Joonas Ilmola, University of Oulu, Finland

Co-Author:
Jari Larkiola, University of Oulu
Oskari Seppälä, University of Oulu
Joni Paananen, University of Oulu

Abstract:
Digitalization is taking a bigger role in the steel industry. Models for predicting mechanical properties, metallurgical phenomena, roll forces and microstructure have been commonly used in development of novel steel grades. These individual models may predict certain phenomena thoroughly, but input values are usually based on an assumption or on a “good guess”. To produce reliable boundary conditions for these models of individual phenomenon a virtual rolling model is developed. This model computes the whole process of the hot strip mill from roughing to accelerated water cooling on a run-out table. Strip location and temperature evolution is calculated continuously. Thermal and thermomechanical (rolling stands) boundary conditions are placed according to process layout. Input data for the model is automatically read from raw process data. Rolling parameters are calculated using a coupled ARCPRESS model which calculates normal and frictional shear stress distributions in the roll gap predicting roll forces and displacements of the work roll surface. Calculations for static recrystallization are considered in evolution of flow stress. Phase fractions during water cooling are calculated as well. The virtual rolling model minimizes the need for parameter speculation for each simulated process. All the input values are read from actual process data and the metallurgical and mechanical state of the strip are computed through-out the whole process.

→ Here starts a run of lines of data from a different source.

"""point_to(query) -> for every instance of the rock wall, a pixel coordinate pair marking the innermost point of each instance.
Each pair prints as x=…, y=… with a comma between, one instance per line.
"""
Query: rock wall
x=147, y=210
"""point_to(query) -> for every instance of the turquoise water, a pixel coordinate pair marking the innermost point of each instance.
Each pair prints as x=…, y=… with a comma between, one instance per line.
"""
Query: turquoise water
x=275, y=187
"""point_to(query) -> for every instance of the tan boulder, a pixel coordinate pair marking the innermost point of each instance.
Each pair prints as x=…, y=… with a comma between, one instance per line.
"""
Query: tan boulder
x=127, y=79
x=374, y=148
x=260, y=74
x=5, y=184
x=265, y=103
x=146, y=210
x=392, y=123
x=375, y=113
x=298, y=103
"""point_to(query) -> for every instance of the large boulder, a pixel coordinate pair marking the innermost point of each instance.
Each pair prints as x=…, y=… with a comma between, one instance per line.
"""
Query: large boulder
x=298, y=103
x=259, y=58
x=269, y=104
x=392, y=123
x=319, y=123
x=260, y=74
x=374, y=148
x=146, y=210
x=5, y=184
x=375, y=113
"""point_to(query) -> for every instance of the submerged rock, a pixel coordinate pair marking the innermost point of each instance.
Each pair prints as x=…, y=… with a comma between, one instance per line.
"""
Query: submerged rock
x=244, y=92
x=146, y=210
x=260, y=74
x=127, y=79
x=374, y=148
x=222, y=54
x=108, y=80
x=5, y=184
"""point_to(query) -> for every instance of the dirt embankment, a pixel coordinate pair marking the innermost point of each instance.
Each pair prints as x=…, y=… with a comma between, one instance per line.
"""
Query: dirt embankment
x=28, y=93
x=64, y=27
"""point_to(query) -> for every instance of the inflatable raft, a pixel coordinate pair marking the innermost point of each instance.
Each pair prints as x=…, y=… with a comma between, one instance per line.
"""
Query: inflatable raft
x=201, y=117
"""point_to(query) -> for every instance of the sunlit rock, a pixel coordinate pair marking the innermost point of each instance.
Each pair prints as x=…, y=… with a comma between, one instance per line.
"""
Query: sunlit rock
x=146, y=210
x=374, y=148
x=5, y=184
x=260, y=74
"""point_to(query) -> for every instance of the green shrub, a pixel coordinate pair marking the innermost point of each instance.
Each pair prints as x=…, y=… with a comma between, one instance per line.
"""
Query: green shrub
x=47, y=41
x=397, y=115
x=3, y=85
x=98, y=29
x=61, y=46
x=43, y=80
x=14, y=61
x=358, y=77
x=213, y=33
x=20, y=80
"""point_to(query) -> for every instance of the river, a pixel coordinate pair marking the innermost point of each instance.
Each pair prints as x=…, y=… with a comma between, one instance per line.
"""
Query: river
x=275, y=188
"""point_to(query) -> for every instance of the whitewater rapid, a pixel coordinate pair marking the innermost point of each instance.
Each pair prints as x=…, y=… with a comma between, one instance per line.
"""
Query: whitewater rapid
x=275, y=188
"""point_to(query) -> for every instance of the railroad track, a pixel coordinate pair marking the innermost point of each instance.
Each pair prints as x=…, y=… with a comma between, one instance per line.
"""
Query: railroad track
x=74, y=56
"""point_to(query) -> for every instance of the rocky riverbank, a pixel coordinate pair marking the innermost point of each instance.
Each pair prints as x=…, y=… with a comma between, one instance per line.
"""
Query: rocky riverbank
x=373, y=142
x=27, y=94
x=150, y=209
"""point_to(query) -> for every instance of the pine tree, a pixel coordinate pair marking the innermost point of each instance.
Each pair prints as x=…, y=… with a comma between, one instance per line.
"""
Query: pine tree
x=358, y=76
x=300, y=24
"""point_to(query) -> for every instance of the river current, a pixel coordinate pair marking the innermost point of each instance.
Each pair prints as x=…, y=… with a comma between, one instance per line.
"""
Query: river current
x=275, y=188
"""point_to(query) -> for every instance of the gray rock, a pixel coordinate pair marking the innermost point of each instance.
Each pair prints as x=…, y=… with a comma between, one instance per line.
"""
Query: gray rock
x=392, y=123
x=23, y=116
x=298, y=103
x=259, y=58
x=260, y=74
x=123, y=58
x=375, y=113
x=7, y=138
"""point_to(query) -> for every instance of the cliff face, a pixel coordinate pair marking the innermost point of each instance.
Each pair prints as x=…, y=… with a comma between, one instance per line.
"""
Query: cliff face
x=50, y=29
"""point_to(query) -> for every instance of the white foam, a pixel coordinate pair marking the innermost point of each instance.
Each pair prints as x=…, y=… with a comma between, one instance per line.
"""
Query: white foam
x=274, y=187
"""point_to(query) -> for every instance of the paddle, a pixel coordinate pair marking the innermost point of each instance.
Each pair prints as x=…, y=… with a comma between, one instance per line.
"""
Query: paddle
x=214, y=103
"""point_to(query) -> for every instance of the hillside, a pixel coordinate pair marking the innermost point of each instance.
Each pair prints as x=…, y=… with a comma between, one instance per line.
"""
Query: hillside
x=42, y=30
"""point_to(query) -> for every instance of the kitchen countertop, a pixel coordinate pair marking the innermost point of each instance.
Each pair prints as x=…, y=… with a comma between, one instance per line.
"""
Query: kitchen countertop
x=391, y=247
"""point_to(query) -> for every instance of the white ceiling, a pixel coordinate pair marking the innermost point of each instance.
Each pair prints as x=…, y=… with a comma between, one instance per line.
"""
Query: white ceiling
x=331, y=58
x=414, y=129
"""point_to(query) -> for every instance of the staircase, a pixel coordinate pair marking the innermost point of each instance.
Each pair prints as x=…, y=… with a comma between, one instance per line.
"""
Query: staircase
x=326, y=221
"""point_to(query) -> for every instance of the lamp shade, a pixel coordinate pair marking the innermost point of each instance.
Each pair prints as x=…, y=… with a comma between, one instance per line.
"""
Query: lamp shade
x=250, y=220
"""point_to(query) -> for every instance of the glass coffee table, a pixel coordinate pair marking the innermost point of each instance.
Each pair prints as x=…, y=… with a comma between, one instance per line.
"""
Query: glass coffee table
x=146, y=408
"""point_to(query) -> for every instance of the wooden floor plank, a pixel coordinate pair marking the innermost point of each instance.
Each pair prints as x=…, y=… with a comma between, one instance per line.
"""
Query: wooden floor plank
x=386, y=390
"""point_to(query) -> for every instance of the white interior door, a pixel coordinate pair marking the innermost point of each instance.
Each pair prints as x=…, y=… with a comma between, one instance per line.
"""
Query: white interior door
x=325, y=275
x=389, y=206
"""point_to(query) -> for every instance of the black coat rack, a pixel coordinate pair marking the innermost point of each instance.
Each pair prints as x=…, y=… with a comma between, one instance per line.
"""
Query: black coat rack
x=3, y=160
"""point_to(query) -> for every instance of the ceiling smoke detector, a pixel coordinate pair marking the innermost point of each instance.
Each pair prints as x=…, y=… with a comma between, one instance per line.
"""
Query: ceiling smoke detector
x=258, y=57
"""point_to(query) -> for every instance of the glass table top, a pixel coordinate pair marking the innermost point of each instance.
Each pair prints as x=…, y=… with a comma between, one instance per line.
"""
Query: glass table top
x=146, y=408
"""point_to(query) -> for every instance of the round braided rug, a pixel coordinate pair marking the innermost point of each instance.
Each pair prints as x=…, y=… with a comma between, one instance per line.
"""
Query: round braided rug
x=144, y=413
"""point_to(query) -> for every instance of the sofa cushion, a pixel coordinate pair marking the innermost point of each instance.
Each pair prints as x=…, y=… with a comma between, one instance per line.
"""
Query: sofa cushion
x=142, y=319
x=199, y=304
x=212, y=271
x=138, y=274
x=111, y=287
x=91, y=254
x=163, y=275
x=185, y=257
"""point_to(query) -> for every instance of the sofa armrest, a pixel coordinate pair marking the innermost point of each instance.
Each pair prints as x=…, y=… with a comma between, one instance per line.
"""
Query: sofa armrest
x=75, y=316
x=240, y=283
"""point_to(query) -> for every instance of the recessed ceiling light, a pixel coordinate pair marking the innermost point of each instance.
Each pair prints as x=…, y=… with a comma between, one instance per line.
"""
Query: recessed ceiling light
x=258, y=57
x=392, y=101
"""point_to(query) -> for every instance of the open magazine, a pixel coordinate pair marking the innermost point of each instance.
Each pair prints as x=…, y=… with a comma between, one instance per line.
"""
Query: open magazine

Johan Björkvall, Swerim AB, Sweden

Co-Author:
Patrik Strandberg, Outokumpu Stainless AB
Magnus Heintz, Swerim AB
Erik Sandberg Sandberg, Swerim AB

Abstract:
Process models for the simulation and control of metallurgical processes have evolved rapidly in recent decades. Today’s state-of-the-art models are very advanced and can describe real-time chemical and physical phenomena in a straightforward way. However, uncertainties in raw-material properties (chemical composition, specific energy consumption, etc.) limit the process models’ ability to correctly describe the outcome of a particular heat or production sequence given a raw material mix and an operational procedure. Furthermore, the absence of measurements and control of parameters influencing the efficiency of the operational procedure (heat status, lining status, heel status, etc.) also contributes to uncertainties regarding the effect of using specific raw materials. This paper presents a method for supervising raw-material properties based on statistical evaluation of process model calculation errors concerning using different raw materials. The method is applied to detect and correct errors in the estimated chemical composition of charge materials in an electric arc furnace at a stainless-steel plant. A web-based tool for presenting alarms and alternative calculated chemical composition has been developed. Results show that during tests of this tool in industrial trials, the model calculation errors are reduced by 11-16 % by following the tool’s recommendations.